Katharine Nelson (Edward J. Bloustein School of Planning and Public Policy), James DeFilippis (Edward J. Bloustein School of Planning and Public Policy), Richard Kruger (Clark University), Olivia William, Joseph Pierce, Deborah Martin, and Azadeh Hadizadeh Esfahani (Clark University) recently co-authored a paper titled, “The Commodity Effects of Decommodification: Community Land Trusts and Neighborhood Property Values” in the journal Housing Policy Debate.
In practice, a CLT is most often used as a form of affordable housing, which, because of the nonprofit’s ownership of the land, allows for the affordability of the housing to exist permanently and the subsidies that enable that affordability to be retained in the land. The permanent affordability of the housing comes not just from retention of the land and the removal of the land from the sales price of the housing, but also from resale restrictions that are part of the ground leases that owners of the improvements sign. These restrictions take the form of formulas that vary from one CLT to another, but all limit the prices that houses can be sold for when it is time for an owner to sell, and share any sales profit between the owner of the improvements and the land trust (the owner of the land).

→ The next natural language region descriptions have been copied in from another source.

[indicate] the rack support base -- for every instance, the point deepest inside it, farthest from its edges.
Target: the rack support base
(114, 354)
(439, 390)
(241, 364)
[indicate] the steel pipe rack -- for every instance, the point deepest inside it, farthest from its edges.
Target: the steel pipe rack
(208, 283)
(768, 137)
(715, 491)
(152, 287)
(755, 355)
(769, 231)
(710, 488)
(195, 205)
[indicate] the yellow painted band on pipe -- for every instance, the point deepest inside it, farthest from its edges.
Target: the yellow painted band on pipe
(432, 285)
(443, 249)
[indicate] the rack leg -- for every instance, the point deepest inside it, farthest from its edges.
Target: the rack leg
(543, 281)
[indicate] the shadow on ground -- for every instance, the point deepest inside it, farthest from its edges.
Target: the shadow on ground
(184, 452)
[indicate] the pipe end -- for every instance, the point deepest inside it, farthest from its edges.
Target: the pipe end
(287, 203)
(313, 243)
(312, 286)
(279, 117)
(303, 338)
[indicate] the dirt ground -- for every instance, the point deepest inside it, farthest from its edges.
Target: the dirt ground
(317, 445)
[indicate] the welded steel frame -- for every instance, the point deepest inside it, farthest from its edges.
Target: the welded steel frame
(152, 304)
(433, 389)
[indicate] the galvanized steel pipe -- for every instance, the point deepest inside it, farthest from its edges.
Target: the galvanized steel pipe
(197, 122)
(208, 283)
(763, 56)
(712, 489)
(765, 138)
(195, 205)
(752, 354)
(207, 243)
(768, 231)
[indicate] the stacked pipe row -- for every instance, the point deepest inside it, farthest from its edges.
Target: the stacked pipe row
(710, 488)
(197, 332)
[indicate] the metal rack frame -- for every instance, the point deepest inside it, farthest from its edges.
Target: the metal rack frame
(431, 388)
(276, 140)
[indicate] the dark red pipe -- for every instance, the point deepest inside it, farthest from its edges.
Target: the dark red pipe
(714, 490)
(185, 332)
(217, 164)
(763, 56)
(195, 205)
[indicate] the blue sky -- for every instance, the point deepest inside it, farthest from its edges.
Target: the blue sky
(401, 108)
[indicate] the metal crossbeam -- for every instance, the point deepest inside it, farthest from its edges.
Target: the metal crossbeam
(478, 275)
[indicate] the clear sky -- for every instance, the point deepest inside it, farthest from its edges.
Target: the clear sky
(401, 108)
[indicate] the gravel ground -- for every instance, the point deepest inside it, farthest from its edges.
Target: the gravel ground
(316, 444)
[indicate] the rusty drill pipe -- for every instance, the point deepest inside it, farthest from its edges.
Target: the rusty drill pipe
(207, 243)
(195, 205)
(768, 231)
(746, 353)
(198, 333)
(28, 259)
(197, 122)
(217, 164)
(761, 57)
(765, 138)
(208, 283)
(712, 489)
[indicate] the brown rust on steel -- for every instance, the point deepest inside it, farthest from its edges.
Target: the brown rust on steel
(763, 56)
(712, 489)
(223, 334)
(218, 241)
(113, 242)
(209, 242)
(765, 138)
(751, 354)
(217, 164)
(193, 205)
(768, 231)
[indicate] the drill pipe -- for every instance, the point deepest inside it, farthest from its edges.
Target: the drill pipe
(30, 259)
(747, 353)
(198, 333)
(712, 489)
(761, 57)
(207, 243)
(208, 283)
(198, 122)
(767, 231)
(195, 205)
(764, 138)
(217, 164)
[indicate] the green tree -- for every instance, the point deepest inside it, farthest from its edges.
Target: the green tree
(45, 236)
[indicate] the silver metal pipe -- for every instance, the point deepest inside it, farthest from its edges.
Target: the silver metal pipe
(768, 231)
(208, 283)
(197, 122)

While CLTs have grown very rapidly in the last 25 years, there had been no evaluation of what impacts they might have on the property values of nearby homes. This research is therefore the first to do that evaluation.
The analysis of a large Minneapolis CLT suggests they are associated with increases in nearby sales prices, and that the concentration of these affordable properties was associated with market stabilization during the foreclosure crisis. Citywide, the authors found a positive association using an Ordinary Least Squares (OLS) model, but the statistical significance disappears with a Spatial Error Model (SEM). They conclude this is only weak evidence citywide of a relationship between the introduction of a CLT and nearby sales prices. The story is different, however, when they focus on particular neighborhoods with greater densities of CLT homes, both during the foreclosure crisis and after the worst of the crisis had passed.
The authors find strong evidence that CLT properties played a role in stabilizing the city’s neighborhoods that were hit hardest by the foreclosure crisis. CLT homes very rarely go into foreclosure (Thaden & Rosenberg, 2010), so the authors propose that the presence of CLT homes in an area operated as a bulwark against the instability and neighborhood disruptions caused by foreclosures. The greater the concentration of these permanently affordable units, the greater the stabilizing impact on the declining property values of nearby homes.